UPDATED: SECURITY ALERT: Phishing scam pretends to share secure document


UPDATE: In the few moments since sending this alert, we have received additional reports of a second instance of the email phishing scam described below with minor variations.  The variants in the new reports include:

  • The apparent sender of the message is “Misty Shane (misty_shane [at] mhu.edu)
  • The subject of the message is “[IMMEDIATE ACTION} Faculty/Staff Amended And Up To Date Catalog From President Dr.
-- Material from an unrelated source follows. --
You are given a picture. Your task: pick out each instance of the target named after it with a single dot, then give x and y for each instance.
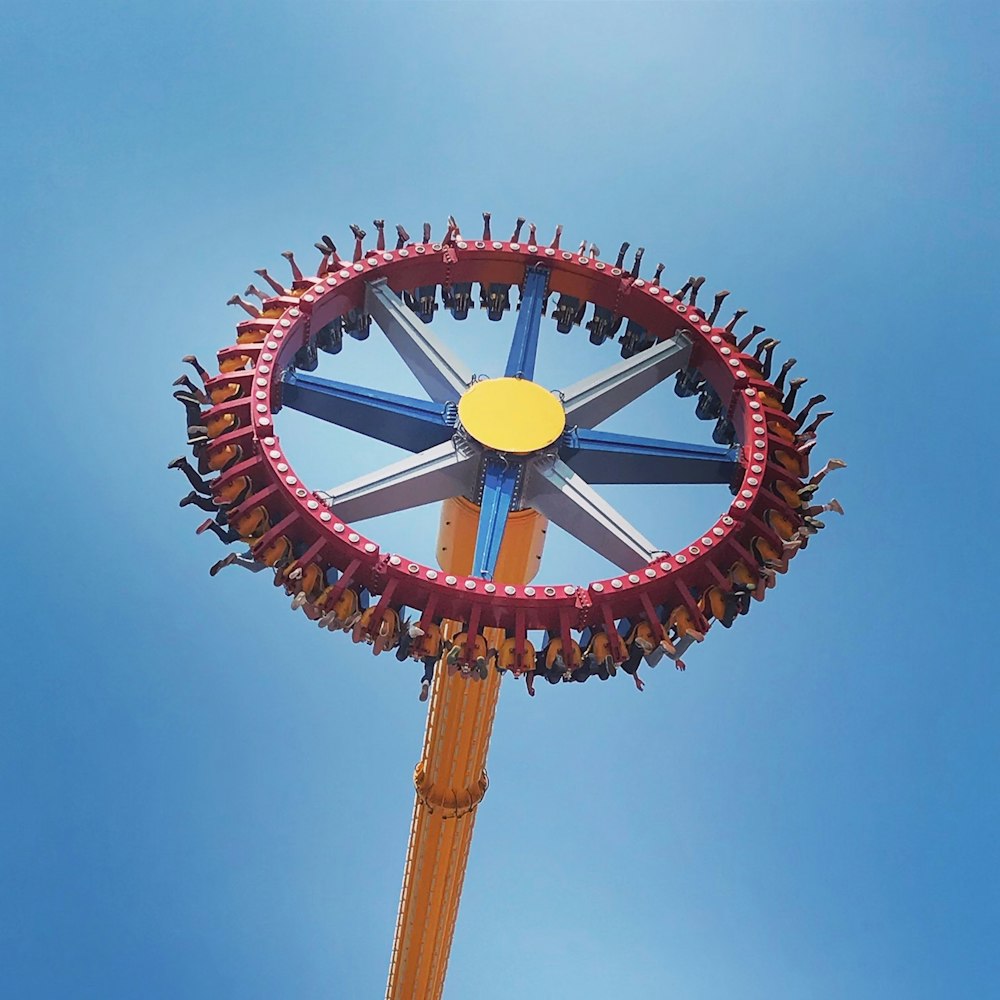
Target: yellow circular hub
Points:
(512, 414)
Frederik Ohles”
  • The attached file is a Microsoft Word document (rather than PDF) and named “Nebraska Wesleyan University Shared Document.docx”

In each case the body of the message is almost identical.

Again, please delete the message should you find it in your mailbox.



CSIT has received several reports this afternoon regarding a new instance of an old email phishing scam .  This particular scam is one we have warned about previously, but the new variation warrants an alert.

The current scam arrives as an email message which appears to be from Jana Jones (janaj [at] mail.smu.edu) with the subject “Professional Program and Ethical Program for Nebraska Wesleyan University Employees”.  After praising the quality, diligence and dedication of NWU employees, the message goes on to note that there is room for improvement in an organization.  The message directs the reader to the attached PDF document for details of the institutions commitment to excellence and continuous improvement.   The message attachment is named “nebrwesleyan.edu.pdf” and, if opened, presents a graphic which purports to be a link to a secure document.

We have seen and warned of this scam previously.  However, this instance might appear more tempting as is comes over the signature of Dr. Darrin Good, recently named by the NWU Board of Governors as the next President of Nebraska Wesleyan University.  The link contained in the document attached to the scam email – though blocked by most web browsers – appears to go to a deceptive site which presents a fake login page designed to collect usernames and passwords.

If you have seen this message in the NWU mailbox, please disregard it and delete it immediately.  If you have already opened the attached file, but gone no further then displaying the file content, you are still safe.  However, if you followed the embedded link in the document and attempted to logon to the site you were presented, then your account has been compromised.  In that case, you will need to change your NWU and Office 365 passwords immediately.  If you need assistance to re-secure your accounts, contact the CSIT Office at 402-465-2341 or come to either the CSIT Office (Smith-Curtis 121) or the WITS Office (Smith-Curtis 109) for help.

As always, please handle all incoming email with caution, particularly when dealing with attached documents or embedded links.